Justice and his passenger took off from the Monroe County Airport at 6:14 a.m. on their way to Madison. The plane crashed at about 6:20 a.m., while Monroe County Sheriff Cecil Cantrell said it appeared Justice was attempting to return the plane to Monroe County Airport.


Cantrell and one of his deputies found the crash site a little after 11 a.m. The scene was roped off and authorities from the Federal Aviation Administration are on their way to investigate, he said.


Authorities don't yet know the reason for the crash.

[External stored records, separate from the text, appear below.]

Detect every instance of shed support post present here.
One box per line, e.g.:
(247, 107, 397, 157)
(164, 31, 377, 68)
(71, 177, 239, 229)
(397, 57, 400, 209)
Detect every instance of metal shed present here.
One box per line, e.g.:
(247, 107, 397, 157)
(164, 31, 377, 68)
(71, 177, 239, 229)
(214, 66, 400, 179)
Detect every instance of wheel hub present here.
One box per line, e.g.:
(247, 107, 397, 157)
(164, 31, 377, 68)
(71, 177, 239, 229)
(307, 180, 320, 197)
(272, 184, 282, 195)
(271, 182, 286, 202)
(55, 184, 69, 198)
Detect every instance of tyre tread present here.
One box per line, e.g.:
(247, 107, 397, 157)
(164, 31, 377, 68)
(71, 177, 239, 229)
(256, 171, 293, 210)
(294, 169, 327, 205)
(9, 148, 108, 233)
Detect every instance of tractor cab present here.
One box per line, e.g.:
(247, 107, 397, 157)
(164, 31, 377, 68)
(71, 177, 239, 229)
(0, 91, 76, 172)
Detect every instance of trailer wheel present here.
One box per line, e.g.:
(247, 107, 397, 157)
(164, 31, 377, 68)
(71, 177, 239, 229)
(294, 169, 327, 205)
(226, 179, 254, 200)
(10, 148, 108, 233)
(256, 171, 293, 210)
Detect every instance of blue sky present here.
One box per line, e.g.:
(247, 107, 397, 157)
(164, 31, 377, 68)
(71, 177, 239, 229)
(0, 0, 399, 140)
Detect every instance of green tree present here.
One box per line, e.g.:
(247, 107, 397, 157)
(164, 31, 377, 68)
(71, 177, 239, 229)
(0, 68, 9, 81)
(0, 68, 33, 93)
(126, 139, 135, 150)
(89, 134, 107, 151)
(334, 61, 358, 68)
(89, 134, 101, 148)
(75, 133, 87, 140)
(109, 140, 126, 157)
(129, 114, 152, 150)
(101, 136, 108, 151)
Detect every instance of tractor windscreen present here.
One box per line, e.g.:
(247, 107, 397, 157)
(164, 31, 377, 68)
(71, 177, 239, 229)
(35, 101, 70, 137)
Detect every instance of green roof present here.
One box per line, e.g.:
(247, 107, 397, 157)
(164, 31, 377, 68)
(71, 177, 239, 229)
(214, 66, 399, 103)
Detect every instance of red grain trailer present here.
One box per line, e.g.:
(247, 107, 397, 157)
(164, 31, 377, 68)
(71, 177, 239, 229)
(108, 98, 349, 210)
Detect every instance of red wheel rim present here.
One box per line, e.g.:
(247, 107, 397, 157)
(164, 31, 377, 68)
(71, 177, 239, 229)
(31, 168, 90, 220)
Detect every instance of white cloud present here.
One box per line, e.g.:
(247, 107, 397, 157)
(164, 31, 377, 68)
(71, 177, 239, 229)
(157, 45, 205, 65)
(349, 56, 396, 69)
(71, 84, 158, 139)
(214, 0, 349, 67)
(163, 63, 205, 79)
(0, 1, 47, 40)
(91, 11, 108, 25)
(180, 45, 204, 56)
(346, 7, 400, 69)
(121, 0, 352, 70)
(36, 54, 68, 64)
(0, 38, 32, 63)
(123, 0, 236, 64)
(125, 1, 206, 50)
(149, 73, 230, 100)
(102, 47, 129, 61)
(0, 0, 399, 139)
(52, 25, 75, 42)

Justice's body was sent to the State Medical Examiner's Office in Pearl. Preliminary findings from Justice's autopsy in Jackson indicate he died from trauma from the crash and not from any medical condition, according to Monroe County Coroner Alan Gurley.



A meticulous person


It's not something that either Larson or her stepsister Kim Hays ever expected would happen.


"He was just such a meticulous person," said Hays, who lives in Birmingham.


Still, both Larson and Hays said it was the way he would have wanted to go.


Larson's father had died when she was just a baby, and Justice married her mother when Larson was 4. Ever since, Justice was her dad, Larson said.


"He's never treated me any differently than his two other children," Larson said.


Both she and Hays remember him taking them on joyrides in his planes growing up.


Once when Hays was 12 or 13, she had a friend over while Justice was watching football, and the two of them began badgering Justice to take them for a ride.


"We just kept on, 'Daddy, take us flying, take us flying,'" Hays remembered.


Justice was outgoing, cheerful and funny, they said. He loved telling stories, making people laugh and -- according to Larson -- embarrassing his children.


"He was a really great storyteller," Hays said. "He had a repertoire of stories. ... He was just really a people person. He loved people."


Larson emphasized her stepfather was one of the best pilots in the area. He worked for years as a commercial pilot first for Amory Garment, then for North American Classics out of Jackson and last from Stanley Smith Drywell in Alabama. He also was a flight instructor. Even after his retirement as a commercial pilot from Stanley Smith Drywall about four or five years ago, he would fly at least once a week.


"We would say, 'Daddy, you're 73, you need to retire'," Hays said. "He would say, 'No, I don't want to. This is what I love to do.'"


Larson said her family is keeping the family of the deceased passenger in their thoughts and prayers.